A double taxation treaty between the two countries enabled certain types of Canadian owned captives to achieve significant tax savings. However, when in 1995 Canada changed its federal tax law relating to income from foreign sources, including insurance, it affected the tax position of Canadian sponsors.Since then, there have been discussions about how to remove the potential disincentive to Canadian sponsors. Mr Evans, who works with the Towner Management Group, says: “Rather than wait for a perceived inevitable legal clash, Barbados decided to try to develop an alternative structure which would receive Revenue Canada's acceptance, whether directly or indirectly.”

• Chris Evans discusses the Insurance (Miscellaneous Provisions) Act 1998 in some detail in the November/December edition of Offshore Finance Canada from which these excerpts are taken.

The result is the new law, the principal effect of which is to confirm residence of Canadian owned captives who, under the Canada/Barbados tax treaty, can earn profits in the captive and repatriate dividends tax free to Canada in certain situations. In future, every licensee is deemed to be managed and controlled in Barbados and so resident in Barbados for tax purposes. The EIA deals exclusively with companies insuring risks and receiving premiums from outside Barbados.Kevin Walton of J&H Marsh & McLennan explains that licensees will, in future, be taxed at 0% during the first 15 years of the guarantee period and afterward at 2% on the first $250,000 of taxable income only. The present annual license fee of $5,000 will not be payable when the 2% tax becomes payable. “This technical amendment has been deemed necessary to give certainty to the Barbadian residency status of captives under the Barbados/Canada double taxation agreement,” he says.

Another major change effected by the new law is to expand explicitly the definition of general insurance to include additional categories for financial insurance, workers' compensation and public liability.

Some of the amendments in the new law have clearly also been made with wider objectives. Convergence of the domestic and exempt sectors providing similar services should help counter charges that the island's fiscal regime is discriminatory and artificial. The supervisor of insurance will have the authority to disclose certain information about licensees to another regulatory authority, provided there is reciprocity and that the disclosure relates to alleged violation of laws or regulations.

So far, according to Chris Evans, it is too early to judge what the effect of the new law will be on new captive formations, but insurance supervisor Mr Carrington says it is already having a positive impact in that existing companies are putting new business through their captives.

The Government of Barbados says it wishes to encourage the growth and development of this sector of its economy by providing greater certainty of treatment and introducing essential regulatory controls to safeguard the integrity of the jurisdiction.

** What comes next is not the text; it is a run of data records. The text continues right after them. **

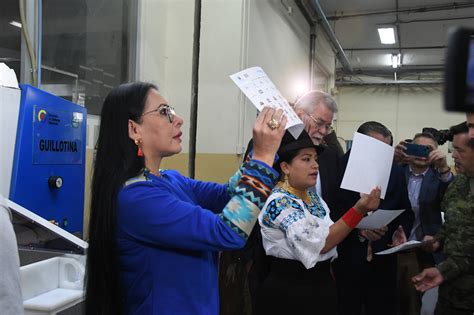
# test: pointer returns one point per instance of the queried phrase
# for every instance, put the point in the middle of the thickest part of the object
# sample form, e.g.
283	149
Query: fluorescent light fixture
15	23
387	34
394	61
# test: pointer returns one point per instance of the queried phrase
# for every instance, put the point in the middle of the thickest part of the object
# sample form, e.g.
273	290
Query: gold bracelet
445	171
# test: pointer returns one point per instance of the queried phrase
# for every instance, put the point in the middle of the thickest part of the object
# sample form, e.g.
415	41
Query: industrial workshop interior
379	60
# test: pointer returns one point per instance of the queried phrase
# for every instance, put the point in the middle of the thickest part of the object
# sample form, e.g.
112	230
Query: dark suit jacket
352	250
431	193
329	172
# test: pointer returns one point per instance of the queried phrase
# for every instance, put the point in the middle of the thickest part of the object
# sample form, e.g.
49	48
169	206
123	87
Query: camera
459	71
441	136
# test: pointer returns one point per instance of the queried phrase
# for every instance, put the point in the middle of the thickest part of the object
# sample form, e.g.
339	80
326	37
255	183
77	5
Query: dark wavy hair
116	161
375	126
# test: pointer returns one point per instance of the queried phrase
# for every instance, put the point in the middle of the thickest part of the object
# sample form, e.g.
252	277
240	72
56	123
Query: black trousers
290	288
369	286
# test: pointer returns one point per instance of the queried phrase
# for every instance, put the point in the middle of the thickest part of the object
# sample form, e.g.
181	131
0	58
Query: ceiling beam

It will continue to respond to the views of the private sector by periodically reviewing the legislation and making amendments where appropriate.

There is an active association of captive managers, the Barbados Exempt Insurance Management Association, which may, of course, be thinking of a name change. It was set up in 1986 and acts as a liaison body between the industry, government and other service suppliers. It promotes awareness of the importance of the international business sector to the local economy and encourages educational programmes to expand the base of insurance related professional skills in Barbados.